Bisher 227 Medizin-Nobelpreisträger
Seit der ersten Auszeichnung im Jahr 1901 wurden insgesamt 227 Menschen mit dem Medizin-Nobelpreis ausgezeichnet, darunter 13 Frauen. Im vergangenen Jahr war er an die in Ungarn geborene Biochemikerin Katalin Karikó und den US-Immunologen Drew Weissman gegangen. Sie erhielten ihn für ihre Grundlagenarbeit an der mRNA-Technologie, die die unheimlich schnelle Entwicklung von Corona-Impfstoffen ermöglicht hat. Aus Sicht des Nobelpreiskomitees für Medizin haben Karikó und Weissman mit ihren Arbeiten dazu beigetragen, in beispiellosem Tempo Impfstoffe zu entwickeln, eine verheerende Pandemie einzudämmen und Millionen von Menschenleben zu retten.
Mit der Bekanntgabe in der Preiskategorie Physiologie oder Medizin wird traditionell die alljährliche Nobelpreis-Saison eingeläutet. Am Dienstag und Mittwoch werden die Nobelpreisträger in den Kategorien Physik und Chemie auserkoren, ehe am Donnerstag der Literaturnobelpreis folgt. Am Freitag wird dann der Friedensnobelpreis vergeben – er ist der einzige der Nobelpreise, der nicht in der schwedischen Hauptstadt Stockholm, sondern in der norwegischen Hauptstadt Oslo vergeben wird.

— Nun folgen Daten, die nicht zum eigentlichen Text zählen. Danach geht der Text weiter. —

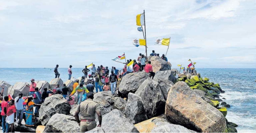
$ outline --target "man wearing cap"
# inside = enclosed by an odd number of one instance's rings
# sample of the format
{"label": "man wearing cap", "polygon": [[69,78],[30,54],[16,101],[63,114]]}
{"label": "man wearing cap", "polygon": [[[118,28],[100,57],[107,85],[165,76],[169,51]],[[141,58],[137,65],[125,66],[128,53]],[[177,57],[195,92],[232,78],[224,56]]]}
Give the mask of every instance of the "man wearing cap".
{"label": "man wearing cap", "polygon": [[71,70],[71,68],[72,66],[69,65],[69,68],[68,69],[68,80],[70,80],[71,79],[71,75],[72,74],[72,71]]}
{"label": "man wearing cap", "polygon": [[[80,126],[80,132],[84,133],[96,127],[95,121],[96,114],[99,120],[98,127],[101,126],[102,117],[100,112],[100,105],[93,101],[93,93],[90,92],[86,95],[86,100],[81,102],[75,113],[75,118]],[[81,115],[81,121],[78,114]]]}
{"label": "man wearing cap", "polygon": [[30,86],[27,86],[30,88],[29,89],[29,96],[32,95],[34,96],[34,94],[35,94],[35,88],[36,87],[36,83],[35,83],[35,79],[32,79],[30,80],[31,81],[31,84]]}
{"label": "man wearing cap", "polygon": [[90,71],[90,70],[87,68],[87,66],[85,66],[85,68],[82,70],[82,71],[84,74],[84,77],[86,78],[87,78],[87,75],[88,75],[88,72]]}

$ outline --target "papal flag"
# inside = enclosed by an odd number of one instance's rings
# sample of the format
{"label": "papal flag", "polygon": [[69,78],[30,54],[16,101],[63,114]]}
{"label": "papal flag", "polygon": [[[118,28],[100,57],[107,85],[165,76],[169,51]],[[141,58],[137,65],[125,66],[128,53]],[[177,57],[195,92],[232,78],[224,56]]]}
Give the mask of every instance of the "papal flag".
{"label": "papal flag", "polygon": [[139,47],[139,46],[140,45],[146,46],[146,40],[145,39],[138,39],[135,38],[134,39],[132,40],[132,44],[136,47]]}
{"label": "papal flag", "polygon": [[132,65],[133,64],[133,60],[132,60],[126,66],[126,69],[127,69],[127,71],[128,72],[133,72],[133,68],[132,67]]}
{"label": "papal flag", "polygon": [[88,65],[87,66],[87,68],[92,68],[92,65],[93,65],[93,63],[92,63],[91,64],[90,64],[90,65]]}
{"label": "papal flag", "polygon": [[145,18],[144,13],[137,15],[136,17],[136,22],[137,25],[138,26],[144,25],[145,25],[145,23],[144,23]]}
{"label": "papal flag", "polygon": [[124,54],[123,54],[123,55],[122,55],[121,56],[118,56],[117,57],[118,57],[120,60],[124,59],[125,58],[125,55]]}
{"label": "papal flag", "polygon": [[170,38],[158,38],[155,42],[155,45],[165,45],[168,46],[170,44]]}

In Stockholm folgt zum Abschluss Anfang kommender Woche der Nobelpreis in der Kategorie Wirtschaftswissenschaften. Er geht als einzige der Auszeichnungen nicht auf das Testament des Dynamit-Erfinders und Preisstifters Alfred Nobel (1833-1896) zurück.
Feierlich überreicht werden alle Nobelpreise traditionell an Nobels Todestag am 10. Dezember.